BOUTIQUIERS, VENDEURS DE LAIT ET «MAIGA» ETALENT LEURS CRAINTES
Le président Macky Sall a décrété, avant-hier mardi, l’état d’urgence assorti d’un couvre-feu de 21 heures à 05 heures du matin.

Le président Macky Sall a décrété, avant-hier mardi, l’état d’urgence assorti d’un couvre-feu de 21 heures à 05 heures du matin. Une mesure qui fait l’objet de vives contestations à Keur Massar. En effet, boutiquiers, vendeurs de lait caillé et autres tenants du petit commerce jugent totalement inutile la décision du chef de l’Etat. D’autant que, selon eux, cela risque d’avoir un impact négatif réel sur leurs activités.
«C’est désastreux !» C’est par ces mots que Thierno, un boutiquier à Médina Gana Sarr, un quartier situé à Keur Massar, qualifie le couvre-feu décrété avant-hier (mardi 05 janvier) par le Président Macky Sall, de 21 heures à 5h du matin dans les régions de Dakar et Thiès. Une décision qui fait suite à la recrudescence des cas communautaires, des cas sévères, des cas graves et de nombreux décès de Covid-19 notés ces dernières semaines.

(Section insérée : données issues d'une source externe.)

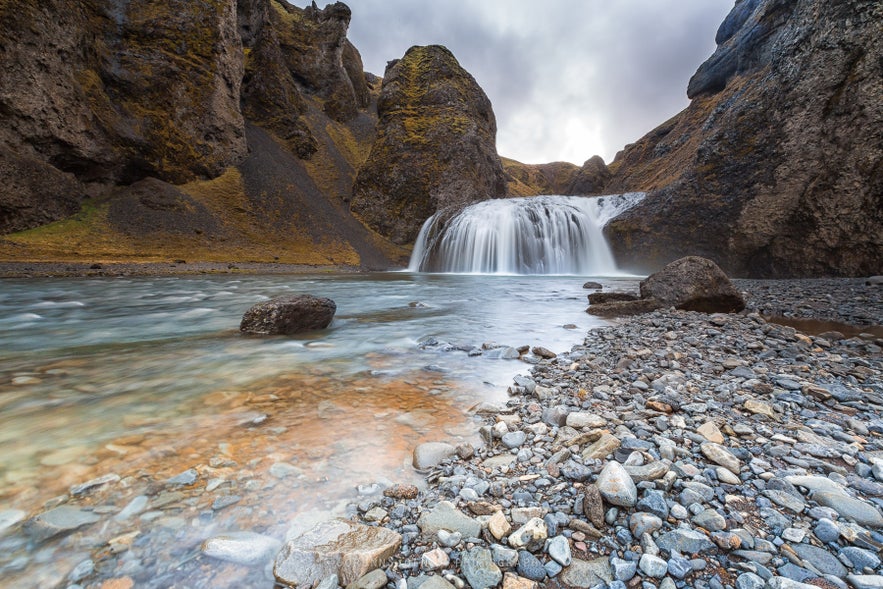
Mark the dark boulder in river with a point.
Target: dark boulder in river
(693, 284)
(287, 315)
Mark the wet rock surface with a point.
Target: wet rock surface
(755, 452)
(287, 315)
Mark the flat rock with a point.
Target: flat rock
(684, 541)
(436, 582)
(444, 516)
(720, 455)
(531, 535)
(602, 447)
(617, 486)
(593, 505)
(581, 419)
(246, 548)
(60, 520)
(477, 565)
(710, 432)
(816, 483)
(10, 517)
(821, 559)
(340, 547)
(587, 573)
(861, 512)
(373, 580)
(647, 472)
(430, 454)
(865, 581)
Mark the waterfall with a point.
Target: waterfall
(533, 235)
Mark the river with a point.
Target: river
(148, 378)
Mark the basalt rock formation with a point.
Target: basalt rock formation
(435, 146)
(533, 179)
(776, 167)
(219, 129)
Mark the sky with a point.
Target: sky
(568, 79)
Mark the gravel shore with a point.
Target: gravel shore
(674, 449)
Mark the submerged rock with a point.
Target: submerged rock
(429, 454)
(60, 520)
(287, 315)
(246, 548)
(693, 284)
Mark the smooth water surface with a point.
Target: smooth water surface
(550, 234)
(146, 378)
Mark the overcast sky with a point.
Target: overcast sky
(568, 79)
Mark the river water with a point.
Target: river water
(147, 378)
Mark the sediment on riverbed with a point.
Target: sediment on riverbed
(674, 449)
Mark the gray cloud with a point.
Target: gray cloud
(568, 78)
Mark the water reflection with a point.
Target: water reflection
(149, 378)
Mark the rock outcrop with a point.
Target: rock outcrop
(776, 167)
(591, 178)
(247, 119)
(534, 179)
(435, 146)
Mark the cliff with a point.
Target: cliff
(775, 169)
(435, 146)
(215, 130)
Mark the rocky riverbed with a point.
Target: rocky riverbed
(673, 449)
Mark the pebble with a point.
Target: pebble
(559, 549)
(616, 485)
(245, 548)
(653, 566)
(479, 568)
(530, 567)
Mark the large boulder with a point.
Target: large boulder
(338, 547)
(693, 284)
(435, 146)
(287, 315)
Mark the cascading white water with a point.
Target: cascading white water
(533, 235)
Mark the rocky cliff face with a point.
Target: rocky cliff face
(435, 147)
(776, 167)
(141, 109)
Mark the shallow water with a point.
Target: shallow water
(148, 377)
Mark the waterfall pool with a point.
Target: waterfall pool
(142, 380)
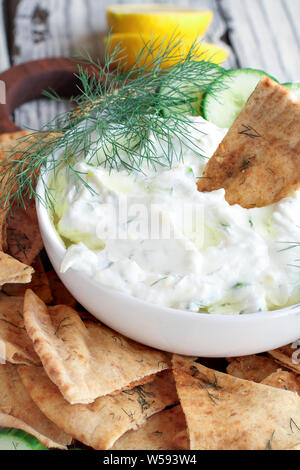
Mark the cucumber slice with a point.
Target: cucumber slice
(14, 439)
(294, 87)
(184, 96)
(229, 94)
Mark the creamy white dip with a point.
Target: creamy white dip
(232, 260)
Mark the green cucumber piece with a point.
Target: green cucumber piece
(183, 96)
(228, 95)
(14, 439)
(294, 87)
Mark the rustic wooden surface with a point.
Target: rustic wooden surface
(262, 34)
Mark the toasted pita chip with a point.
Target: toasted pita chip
(285, 380)
(181, 440)
(226, 413)
(24, 240)
(288, 357)
(12, 271)
(86, 360)
(8, 143)
(258, 162)
(9, 139)
(60, 294)
(156, 434)
(39, 284)
(15, 342)
(101, 423)
(254, 368)
(18, 410)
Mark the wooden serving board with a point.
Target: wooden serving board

Derrière son comptoir pris d’assaut par de nombreux clients, ce jeune commerçant, la moitié du visage caché par un masque, désapprouve entièrement la décision du chef de l’Etat. Car pour lui, il est très difficile de savoir l’impact réel de la mesure par rapport à la circulation du virus. «On voit rarement les gens circuler pendant la nuit, donc on ne peut pas parler de propagation durant la nuit. En plus, nous sommes en période de fraîcheur pendant laquelle beaucoup de personnes ne sortent pratiquement pas le soir, contrairement à la journée où les gens font leur course et se côtoient dans les bus et les marchés», soutient-il.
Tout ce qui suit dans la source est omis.